We’re learning to surf this winter as we slow travel westwards along the northern Spanish coast. Our first foray into the Atlantic waves was San Sebastián in the Basque Country where great barrelling waves thundered us into the shore either on or off the surfboard beneath the deepest of blue skies. I’m writing this today from Sopela a smaller town about two hours west where the waves are as bright (if not as bold), but the parking is easier. The mid-afternoon temperature is 28ºC so we surfed early, our delicate Cymraeg bodies still not acclimatised to heat over 25ºC. 

Learning a new skill is hard. The capitalist mindset is so deeply drilled into us that to put so much effort into something with (in the initial stages at least) so little return, seems like an utter waste of time.
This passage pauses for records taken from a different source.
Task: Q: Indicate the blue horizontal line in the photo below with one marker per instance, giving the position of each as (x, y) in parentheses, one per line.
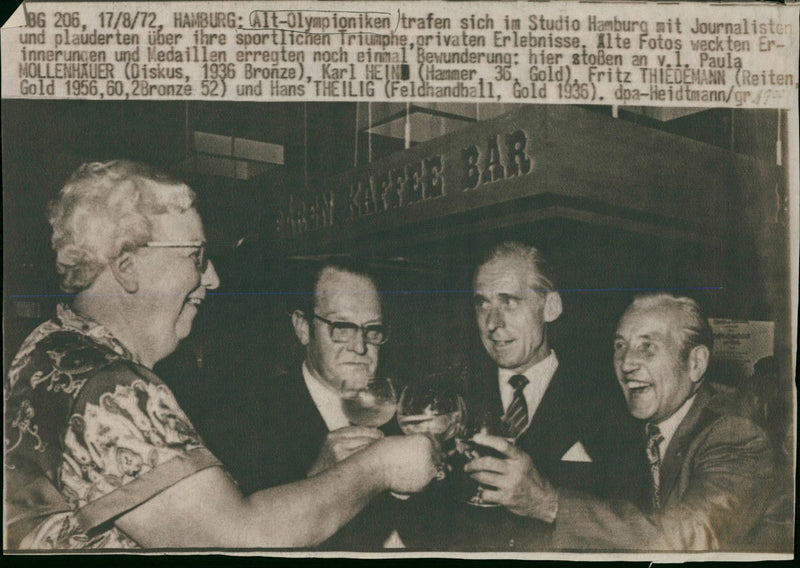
(401, 292)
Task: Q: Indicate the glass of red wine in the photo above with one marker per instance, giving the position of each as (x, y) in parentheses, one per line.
(484, 422)
(369, 403)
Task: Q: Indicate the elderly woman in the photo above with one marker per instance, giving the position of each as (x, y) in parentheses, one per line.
(98, 452)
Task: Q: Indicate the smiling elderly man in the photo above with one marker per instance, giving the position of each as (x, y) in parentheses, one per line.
(711, 470)
(292, 425)
(98, 452)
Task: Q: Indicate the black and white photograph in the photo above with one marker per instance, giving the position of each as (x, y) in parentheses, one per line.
(457, 328)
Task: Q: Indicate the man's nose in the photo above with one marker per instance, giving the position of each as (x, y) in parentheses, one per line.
(629, 360)
(495, 319)
(210, 279)
(357, 344)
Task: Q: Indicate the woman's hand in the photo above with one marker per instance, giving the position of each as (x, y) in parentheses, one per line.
(409, 462)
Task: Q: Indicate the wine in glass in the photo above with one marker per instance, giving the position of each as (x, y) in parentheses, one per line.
(369, 403)
(483, 422)
(435, 410)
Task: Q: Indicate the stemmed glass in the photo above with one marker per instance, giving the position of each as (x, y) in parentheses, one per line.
(434, 409)
(430, 409)
(369, 403)
(483, 422)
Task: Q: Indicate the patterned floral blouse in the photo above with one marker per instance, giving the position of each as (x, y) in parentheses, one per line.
(89, 435)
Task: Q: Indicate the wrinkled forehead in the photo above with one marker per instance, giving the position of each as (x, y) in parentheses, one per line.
(657, 321)
(347, 294)
(508, 275)
(179, 227)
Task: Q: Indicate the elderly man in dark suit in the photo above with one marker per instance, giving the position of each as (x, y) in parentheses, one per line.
(558, 414)
(711, 470)
(292, 426)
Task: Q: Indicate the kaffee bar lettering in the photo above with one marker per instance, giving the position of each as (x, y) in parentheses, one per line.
(498, 157)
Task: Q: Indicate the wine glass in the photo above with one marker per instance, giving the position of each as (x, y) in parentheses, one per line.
(435, 410)
(369, 403)
(483, 422)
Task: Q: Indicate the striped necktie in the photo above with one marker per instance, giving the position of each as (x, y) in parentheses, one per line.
(654, 439)
(516, 417)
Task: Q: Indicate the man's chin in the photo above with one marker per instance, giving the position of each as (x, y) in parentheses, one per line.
(356, 375)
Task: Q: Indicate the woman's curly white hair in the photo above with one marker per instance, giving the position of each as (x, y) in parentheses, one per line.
(105, 209)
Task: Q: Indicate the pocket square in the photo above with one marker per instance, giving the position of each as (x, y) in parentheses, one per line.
(577, 453)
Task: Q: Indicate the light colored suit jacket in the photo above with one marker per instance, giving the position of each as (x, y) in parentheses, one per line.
(716, 477)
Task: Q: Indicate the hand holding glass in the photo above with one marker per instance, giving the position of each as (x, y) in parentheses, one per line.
(487, 423)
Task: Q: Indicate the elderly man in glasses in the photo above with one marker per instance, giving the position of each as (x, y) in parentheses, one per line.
(98, 452)
(292, 426)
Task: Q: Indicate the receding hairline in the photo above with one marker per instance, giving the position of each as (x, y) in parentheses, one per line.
(533, 277)
(336, 272)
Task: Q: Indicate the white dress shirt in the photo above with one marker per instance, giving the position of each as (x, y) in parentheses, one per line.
(539, 376)
(670, 425)
(327, 400)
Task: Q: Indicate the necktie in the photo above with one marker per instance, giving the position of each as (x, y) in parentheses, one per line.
(516, 417)
(654, 439)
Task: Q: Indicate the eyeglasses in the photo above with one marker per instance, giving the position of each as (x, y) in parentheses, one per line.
(200, 259)
(345, 331)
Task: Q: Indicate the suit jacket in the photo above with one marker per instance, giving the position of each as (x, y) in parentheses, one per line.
(716, 476)
(270, 434)
(574, 409)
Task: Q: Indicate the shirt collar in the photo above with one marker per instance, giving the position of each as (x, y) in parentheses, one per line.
(326, 399)
(669, 426)
(540, 373)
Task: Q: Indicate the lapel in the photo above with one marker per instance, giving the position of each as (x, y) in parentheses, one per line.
(696, 419)
(549, 434)
(300, 427)
(483, 392)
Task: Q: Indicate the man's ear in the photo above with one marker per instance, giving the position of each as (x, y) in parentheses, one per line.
(301, 327)
(124, 270)
(698, 362)
(552, 306)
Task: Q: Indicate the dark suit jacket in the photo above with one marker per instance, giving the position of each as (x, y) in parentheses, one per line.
(270, 433)
(573, 409)
(715, 479)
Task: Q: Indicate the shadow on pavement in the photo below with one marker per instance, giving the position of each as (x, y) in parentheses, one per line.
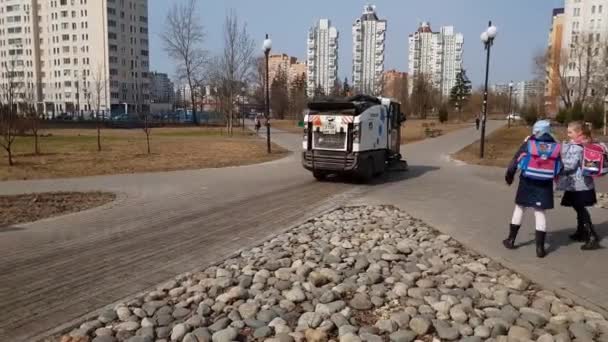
(7, 229)
(561, 238)
(414, 171)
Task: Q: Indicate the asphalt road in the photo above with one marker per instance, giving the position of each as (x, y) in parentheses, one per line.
(163, 224)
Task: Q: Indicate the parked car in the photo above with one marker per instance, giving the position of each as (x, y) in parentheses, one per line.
(514, 117)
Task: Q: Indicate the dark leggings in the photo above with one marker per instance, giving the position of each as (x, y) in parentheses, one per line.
(582, 216)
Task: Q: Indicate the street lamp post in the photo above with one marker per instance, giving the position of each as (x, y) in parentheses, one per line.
(605, 108)
(510, 110)
(267, 48)
(487, 37)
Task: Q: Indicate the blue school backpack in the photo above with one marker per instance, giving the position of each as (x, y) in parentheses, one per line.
(541, 161)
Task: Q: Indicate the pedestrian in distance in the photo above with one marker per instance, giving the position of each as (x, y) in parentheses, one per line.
(257, 124)
(539, 162)
(578, 186)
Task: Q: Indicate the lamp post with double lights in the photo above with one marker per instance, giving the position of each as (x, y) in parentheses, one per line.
(487, 38)
(267, 48)
(510, 115)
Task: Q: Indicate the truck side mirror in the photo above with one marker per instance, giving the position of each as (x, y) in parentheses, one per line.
(402, 118)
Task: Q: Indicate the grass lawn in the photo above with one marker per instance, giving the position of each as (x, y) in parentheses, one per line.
(290, 126)
(500, 146)
(414, 129)
(73, 152)
(32, 207)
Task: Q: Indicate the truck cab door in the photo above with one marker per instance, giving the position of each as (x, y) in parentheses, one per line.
(395, 129)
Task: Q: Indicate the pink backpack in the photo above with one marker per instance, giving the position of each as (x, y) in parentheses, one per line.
(594, 161)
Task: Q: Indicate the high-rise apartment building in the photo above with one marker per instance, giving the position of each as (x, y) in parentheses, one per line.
(369, 35)
(524, 93)
(287, 64)
(71, 54)
(322, 57)
(436, 56)
(552, 83)
(585, 31)
(395, 84)
(162, 90)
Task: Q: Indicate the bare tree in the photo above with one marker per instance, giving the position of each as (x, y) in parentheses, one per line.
(279, 94)
(99, 91)
(143, 112)
(298, 98)
(183, 39)
(31, 113)
(10, 92)
(236, 64)
(423, 95)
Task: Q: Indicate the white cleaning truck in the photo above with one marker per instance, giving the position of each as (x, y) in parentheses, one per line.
(360, 136)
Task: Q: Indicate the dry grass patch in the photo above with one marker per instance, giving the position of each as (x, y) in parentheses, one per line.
(290, 126)
(414, 129)
(73, 153)
(500, 146)
(17, 209)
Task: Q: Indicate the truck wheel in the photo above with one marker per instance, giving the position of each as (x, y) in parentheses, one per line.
(366, 171)
(380, 169)
(319, 175)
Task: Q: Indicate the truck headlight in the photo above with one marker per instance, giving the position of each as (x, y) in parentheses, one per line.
(356, 133)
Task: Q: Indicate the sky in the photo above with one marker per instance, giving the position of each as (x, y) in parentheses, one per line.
(523, 28)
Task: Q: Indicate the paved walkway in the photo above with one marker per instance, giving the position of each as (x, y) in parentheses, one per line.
(168, 223)
(474, 205)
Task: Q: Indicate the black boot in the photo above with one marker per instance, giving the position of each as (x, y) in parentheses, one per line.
(592, 239)
(509, 242)
(580, 234)
(540, 244)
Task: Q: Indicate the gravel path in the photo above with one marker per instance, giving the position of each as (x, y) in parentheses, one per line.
(356, 274)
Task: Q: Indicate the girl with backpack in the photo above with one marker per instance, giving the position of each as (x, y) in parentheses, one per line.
(578, 185)
(538, 158)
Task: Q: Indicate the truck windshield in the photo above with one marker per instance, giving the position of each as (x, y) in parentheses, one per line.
(333, 111)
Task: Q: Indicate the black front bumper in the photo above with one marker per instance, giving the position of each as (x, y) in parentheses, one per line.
(336, 161)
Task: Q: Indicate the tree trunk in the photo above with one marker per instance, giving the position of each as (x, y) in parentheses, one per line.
(10, 155)
(148, 134)
(148, 141)
(36, 147)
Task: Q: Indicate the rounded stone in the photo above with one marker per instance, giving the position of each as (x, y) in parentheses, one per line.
(420, 325)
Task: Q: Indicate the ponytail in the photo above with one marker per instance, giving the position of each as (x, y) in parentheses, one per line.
(582, 127)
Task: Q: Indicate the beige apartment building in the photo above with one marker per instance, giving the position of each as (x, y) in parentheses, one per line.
(73, 56)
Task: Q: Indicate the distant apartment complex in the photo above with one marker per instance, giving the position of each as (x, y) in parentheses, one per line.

We’re also sharing a surfboard, for financial reasons, but also one of us has to stay on the beach with the hounds, so we work it in a sort-of-tag, which also allows recovery time after a drowning. Previous ramblings aside, I actually prefer learning in this way – trying out something with little investment then, as time goes on, if it becomes a passion, there’s the saving, the searching for the best deal for new kit. It’s how we worked with the mountainbikes for well over a decade until they were stolen. To start with, I rode a much less expensive hardtail and stuck with that for years before finally taking the plunge and investing in a more expensive full-suspension. 

I think back to when we first used to hit the mountainbike trails in Cymru, we’d have borrowed kit, patched tyres and scratched helmets. Still, we’d see guys there on an £8k bike, with all the newest gear, and at first, I’d be wowed by their getup. They must be so great on a bike, I’d think, until catching them up on a slow climb, and again on a gnarly descent. Those times taught me that you can’t buy experience, that the only way to get good, I mean really good at something, is time served, is time funnelled over and over again into perfecting getting round that berm, or up on the surfboard. It’s the same with poetry: there’s no shortcuts, no buy-now-pay-later. You can look a million dollars and talk all the jive, but the proof is there for everybody to see, you either stack it, or you don’t. You surf the wave or you don’t. You write, or you don’t. 

Can I stand up on the board yet? No. Am I deterred? No. Because I know that the day is coming when I will snap up on that board and surf into shore; it won’t be pretty or smooth, but every elated second of it will have been earned by all these seemingly futile hours now. If I get a photo of it, you’ll be the first to see.